By Evans Dakwa
“Anyone who wants to pay their fare using ZiG must show me where I can use it first, or better still go and buy roasted maize with the ZiG, if they accept it, then I will gladly accept it too, why do commuters want to start with me.”
This was a conversation Ziyah News Network had with one commuter omnibus operator in the Harare capturing the mood in the capital in as far the acceptance of ZiG is concerned, wait and see.
While big retailers have been accepting the new currency, the same cannot be said in the transport sector, small retailers popularly known as tuckshops and fresh vegetable buzzing market of Mbare Musika, the hub of small enterprises.
Commuters have been the hardest hit as their fares have been rounded off to the next whole number rendering urban transportation very expensive, short routes like Harare CBD Parirenyatwa are going for a dollar, a 100% increase from the usual fare.
The hesitancy in the market probably explains why Finance Minister Mthuli Ncube issued a press statement trying to reassure the transacting public that the Government has put in place mechanism to shore up the ZiG.
Confederation of Zimbabwe Retailers (CZR) president, Denford Mutashu whose sector is crucial to the acceptance of the new currency said the convertibility of the ZiG in the market would be key to driving its acceptance across the economy.

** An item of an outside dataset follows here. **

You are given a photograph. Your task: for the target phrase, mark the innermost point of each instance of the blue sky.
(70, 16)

“The manufacturers’ plight regarding access to forex is realistic, some of them are sitting on as much as ZiG 180 million, which could not be used to secure the required foreign currency suppliers of raw materials need,” he said.
“This whole matter rest with the Reserve Bank and the financial service sector, there has got to be a way to capacitate banks, lubricate banks or oil banks so that they have got sufficient foreign currency for supporting the productive sector transactions,” added Mutashu.